Appearances in international music festivals have included the Gradus International Music Festival, Spain, the Banff Summer Chamber Music Festival, Canada, the International Bartok Festival, Hungary, the London Objective Music Festival, the Deia International Festival Mallorca and the Sydney Symphony Contemporary Music Festival.

The recipient of numerous international awards and prizes, Natalia has made many recordings for the BBC, ABC, Canadian, Italian, Norwegian and New Zealand national radios and has also appeared in live concert telecasts in Italy, Norway, Spain and Australia.

As a collaborative artist, Natalia is especially recognized for her work with string players and has performed with renowned artists such as Ruggiero Ricci, Leonid Gorokhov, Kolja Blacher, Adelina Oprean, and Martin Rummel.

Natalia received her Bachelor of Music from the University of Cincinnati, USA and her Masters of Music from RNCM in the UK. Her most influential teachers have been the Hungarian pianists/pedagogues Bela Siki and Gyorgy Sebok, the Czech pianist Jiri Hlinka, and the Russian pianists Sulamita Aronovsky and Tatiana Nikolayeva.

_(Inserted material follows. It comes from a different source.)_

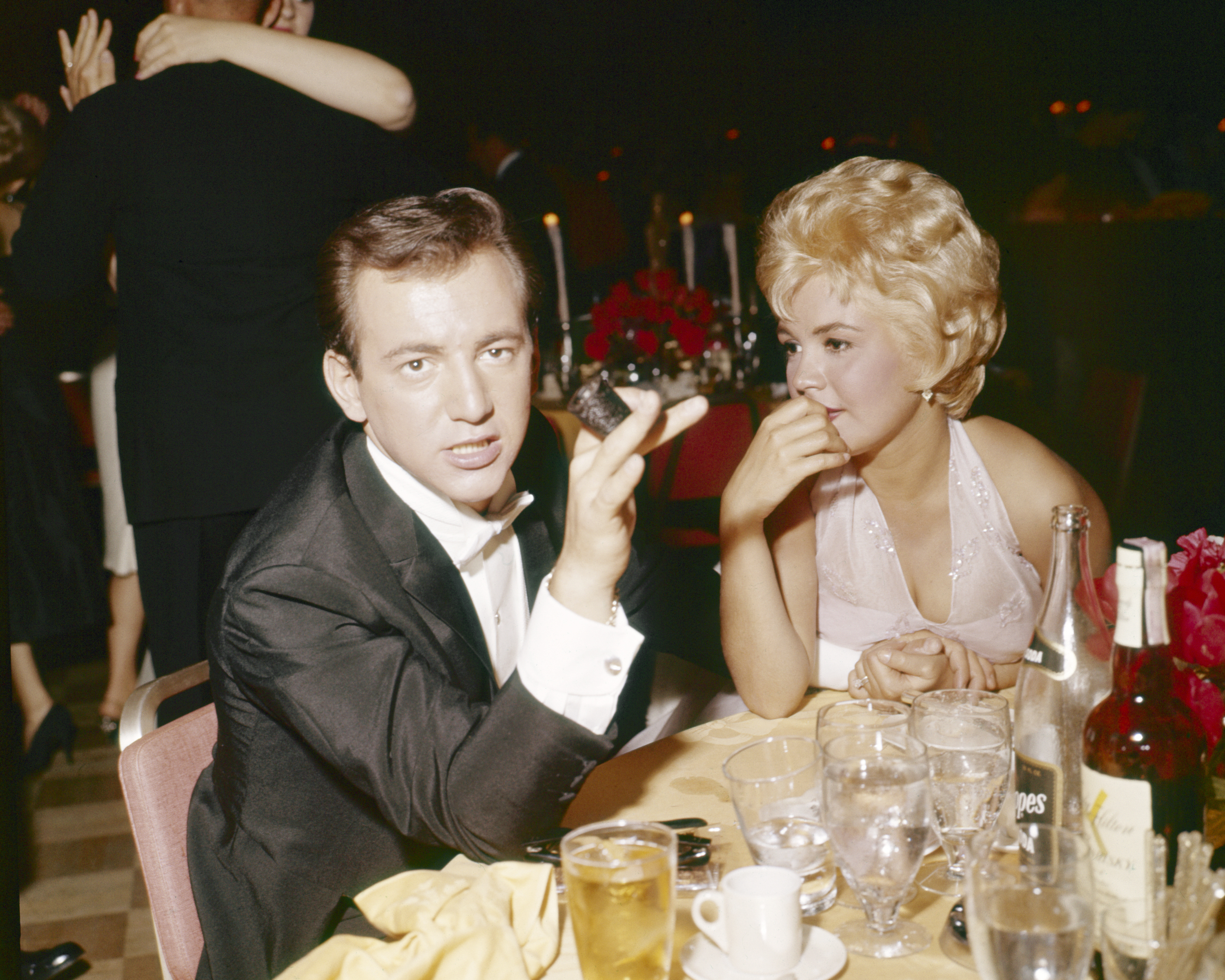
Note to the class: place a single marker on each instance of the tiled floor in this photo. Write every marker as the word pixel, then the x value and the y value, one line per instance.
pixel 86 882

Natalia joined the permanent staff of the Sydney Conservatorium of Music in 1999 where she has taught in both the Piano and Ensemble departments. In 2009 she was invited to New Zealand for the year to take up the position of Senior Lecturer in Piano at the University of Auckland. While there, she gave concerts in Auckland, the North Island and Tonga. As well as her class of Piano Performance majors, she taught Accompaniment at post-graduate and undergraduate level and coached Chamber Music. On her return from Auckland, Natalia took on the role of Keyboard Coordinator of Chamber Music at the Sydney Conservatorium coaching many chamber music groups in addition to her other teaching and accompanying duties.

Natalia has had extensive experience teaching piano at all levels from children to university students, in Norway, England, Spain, New Zealand and Australia. Together with her husband, Gian-Franco Ricci, she has given numerous master-classes and piano workshops in these countries and their students have enjoyed many successes in eisteddfods and competitions at local, national and international level.